NCT number NCT02274259
Other study ID # 690110
Secondary ID
Status Completed
Phase Phase 4
First received
Last updated
Start date October 2014
Est. completion date December 2016

Study information

Verified date December 2020
Source St. Erik Eye Hospital
Contact n/a
Is FDA regulated No
Health authority
Study type Interventional

Clinical Trial Summary

Comparing ranibizumab and aflibercept in a treat and extend algorithm evaluating the number of needed injections over a 18 month period in patients with newly diagnosed CRVO.


Description:

Forty patients diagnosed with a new central retinal vein occlusion (CRVO) of a maximum duration of 6 months will be recruited to the study. Patients will be randomized 1:1 to treatment with aflibercept ot ranibizumab. all patients will receive 3 initial monthly injections. There after injections will be given att every visit according to a treat and extend schedule. If no macular edema is seen on the Ocular coherent tomography (OCT) examination the next treatment will be after 6 weeks. If the macula is dry after 6 weeks a new injection is given and the next visit is scheduled for another 8 weeks. If edema is seen on the OCT after 8 weeks the time to next injection is reduced to 6 weeks.

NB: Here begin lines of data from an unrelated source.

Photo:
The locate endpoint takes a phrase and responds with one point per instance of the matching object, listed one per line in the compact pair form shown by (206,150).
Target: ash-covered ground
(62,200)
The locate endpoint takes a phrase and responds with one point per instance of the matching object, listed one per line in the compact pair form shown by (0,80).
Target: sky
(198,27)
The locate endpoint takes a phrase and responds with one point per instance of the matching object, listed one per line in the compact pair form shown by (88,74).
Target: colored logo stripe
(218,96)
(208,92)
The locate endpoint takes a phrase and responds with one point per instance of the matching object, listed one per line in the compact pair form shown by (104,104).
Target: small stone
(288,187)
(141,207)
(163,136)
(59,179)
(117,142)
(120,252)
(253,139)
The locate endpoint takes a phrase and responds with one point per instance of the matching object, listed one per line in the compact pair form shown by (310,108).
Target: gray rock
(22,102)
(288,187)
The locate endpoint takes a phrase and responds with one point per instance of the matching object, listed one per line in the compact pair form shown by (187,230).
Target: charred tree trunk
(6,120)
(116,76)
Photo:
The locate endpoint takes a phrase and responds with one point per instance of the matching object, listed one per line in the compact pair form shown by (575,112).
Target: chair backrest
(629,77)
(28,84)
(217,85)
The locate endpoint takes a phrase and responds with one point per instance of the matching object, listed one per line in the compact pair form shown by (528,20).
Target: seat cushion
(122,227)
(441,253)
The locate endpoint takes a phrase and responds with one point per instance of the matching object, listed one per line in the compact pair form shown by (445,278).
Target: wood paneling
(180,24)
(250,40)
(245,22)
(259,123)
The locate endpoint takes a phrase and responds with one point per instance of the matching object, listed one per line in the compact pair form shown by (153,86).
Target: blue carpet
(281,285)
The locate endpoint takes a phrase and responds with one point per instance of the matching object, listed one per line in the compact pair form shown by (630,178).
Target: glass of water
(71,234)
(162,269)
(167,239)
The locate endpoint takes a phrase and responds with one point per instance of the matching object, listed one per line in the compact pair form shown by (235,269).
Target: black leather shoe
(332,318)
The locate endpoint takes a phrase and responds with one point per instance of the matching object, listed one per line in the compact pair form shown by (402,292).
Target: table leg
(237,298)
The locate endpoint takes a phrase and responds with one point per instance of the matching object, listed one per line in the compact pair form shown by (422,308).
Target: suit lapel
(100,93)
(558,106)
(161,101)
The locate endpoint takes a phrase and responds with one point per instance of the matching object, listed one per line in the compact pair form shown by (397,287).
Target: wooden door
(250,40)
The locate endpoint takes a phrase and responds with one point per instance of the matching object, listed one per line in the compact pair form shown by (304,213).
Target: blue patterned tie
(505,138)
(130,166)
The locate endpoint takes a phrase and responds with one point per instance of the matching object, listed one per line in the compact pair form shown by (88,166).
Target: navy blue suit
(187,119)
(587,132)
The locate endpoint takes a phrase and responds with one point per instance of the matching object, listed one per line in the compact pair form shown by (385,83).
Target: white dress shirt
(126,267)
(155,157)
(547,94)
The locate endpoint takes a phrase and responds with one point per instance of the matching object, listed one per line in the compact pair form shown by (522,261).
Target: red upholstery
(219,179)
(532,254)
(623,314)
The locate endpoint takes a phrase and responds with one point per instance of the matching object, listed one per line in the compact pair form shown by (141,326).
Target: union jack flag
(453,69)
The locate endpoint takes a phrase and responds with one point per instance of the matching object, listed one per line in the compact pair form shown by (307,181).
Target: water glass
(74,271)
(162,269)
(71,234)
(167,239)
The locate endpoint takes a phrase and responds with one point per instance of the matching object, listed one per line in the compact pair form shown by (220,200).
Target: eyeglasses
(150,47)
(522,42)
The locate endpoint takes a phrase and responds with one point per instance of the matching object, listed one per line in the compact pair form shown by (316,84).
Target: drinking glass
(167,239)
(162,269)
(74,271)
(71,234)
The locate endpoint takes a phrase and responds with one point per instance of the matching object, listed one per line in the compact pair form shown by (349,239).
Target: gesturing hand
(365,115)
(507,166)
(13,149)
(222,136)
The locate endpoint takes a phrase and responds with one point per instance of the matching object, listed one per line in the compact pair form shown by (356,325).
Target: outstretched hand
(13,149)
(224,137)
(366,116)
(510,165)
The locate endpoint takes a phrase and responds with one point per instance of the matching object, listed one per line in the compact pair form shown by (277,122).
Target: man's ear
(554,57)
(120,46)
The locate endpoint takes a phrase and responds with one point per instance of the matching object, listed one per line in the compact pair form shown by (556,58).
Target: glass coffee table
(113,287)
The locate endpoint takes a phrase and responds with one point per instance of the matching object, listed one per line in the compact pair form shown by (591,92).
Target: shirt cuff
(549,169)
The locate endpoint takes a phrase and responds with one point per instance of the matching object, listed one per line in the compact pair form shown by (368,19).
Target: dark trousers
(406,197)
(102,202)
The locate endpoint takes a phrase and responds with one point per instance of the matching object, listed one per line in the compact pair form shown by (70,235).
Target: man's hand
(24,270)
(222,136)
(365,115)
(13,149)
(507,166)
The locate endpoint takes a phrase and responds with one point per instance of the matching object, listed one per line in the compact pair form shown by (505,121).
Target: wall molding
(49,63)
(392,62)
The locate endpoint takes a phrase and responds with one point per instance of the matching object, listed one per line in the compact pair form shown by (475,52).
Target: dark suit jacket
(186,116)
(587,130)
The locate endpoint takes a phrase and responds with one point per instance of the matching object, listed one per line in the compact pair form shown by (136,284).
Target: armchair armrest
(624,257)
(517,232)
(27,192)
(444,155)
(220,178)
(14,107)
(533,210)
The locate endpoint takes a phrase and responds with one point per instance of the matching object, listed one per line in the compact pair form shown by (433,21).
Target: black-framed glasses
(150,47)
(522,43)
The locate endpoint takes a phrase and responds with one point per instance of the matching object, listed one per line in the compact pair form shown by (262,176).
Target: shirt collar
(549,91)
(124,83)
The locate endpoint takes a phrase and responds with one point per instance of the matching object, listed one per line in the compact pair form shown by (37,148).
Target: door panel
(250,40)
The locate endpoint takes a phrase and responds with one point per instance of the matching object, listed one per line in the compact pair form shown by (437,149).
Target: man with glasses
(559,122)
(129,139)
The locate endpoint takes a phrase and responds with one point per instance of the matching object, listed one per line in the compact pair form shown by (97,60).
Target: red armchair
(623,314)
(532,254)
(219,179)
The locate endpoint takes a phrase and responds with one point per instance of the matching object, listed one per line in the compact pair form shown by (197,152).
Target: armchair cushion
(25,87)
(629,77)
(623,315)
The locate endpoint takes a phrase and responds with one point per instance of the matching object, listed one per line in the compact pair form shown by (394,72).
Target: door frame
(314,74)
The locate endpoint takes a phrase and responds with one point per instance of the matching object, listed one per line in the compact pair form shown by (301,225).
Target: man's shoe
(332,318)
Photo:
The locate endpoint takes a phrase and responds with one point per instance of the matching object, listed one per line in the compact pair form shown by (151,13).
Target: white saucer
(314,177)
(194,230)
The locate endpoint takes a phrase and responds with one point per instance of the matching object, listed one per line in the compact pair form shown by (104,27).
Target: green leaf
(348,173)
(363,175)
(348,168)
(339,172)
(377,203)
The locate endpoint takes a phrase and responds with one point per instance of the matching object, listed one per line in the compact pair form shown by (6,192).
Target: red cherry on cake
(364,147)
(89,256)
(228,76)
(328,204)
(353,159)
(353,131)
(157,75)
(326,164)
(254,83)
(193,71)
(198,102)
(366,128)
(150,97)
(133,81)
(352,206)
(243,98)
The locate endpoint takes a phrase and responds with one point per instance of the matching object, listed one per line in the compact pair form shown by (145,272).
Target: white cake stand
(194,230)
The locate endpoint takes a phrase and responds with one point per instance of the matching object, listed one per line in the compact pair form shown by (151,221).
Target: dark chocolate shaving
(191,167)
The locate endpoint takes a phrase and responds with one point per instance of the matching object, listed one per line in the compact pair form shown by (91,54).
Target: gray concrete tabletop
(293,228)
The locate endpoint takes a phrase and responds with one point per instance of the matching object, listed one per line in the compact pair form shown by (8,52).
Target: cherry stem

Patients cannot receive an injection more often than every 4 weeks. All patients will receive an injection at least every 12 weeks. Primary outcome: the number of needed injections over a 18 month period comparing ranibizumab and aflibercept. Secondary outcome: Change in visual acuity, change in macular thickness. A subgroup of patients will also be evaluated with OCT angiography. A possible relationship between the Visual acuity and the foveal avascular zone will be evaluated.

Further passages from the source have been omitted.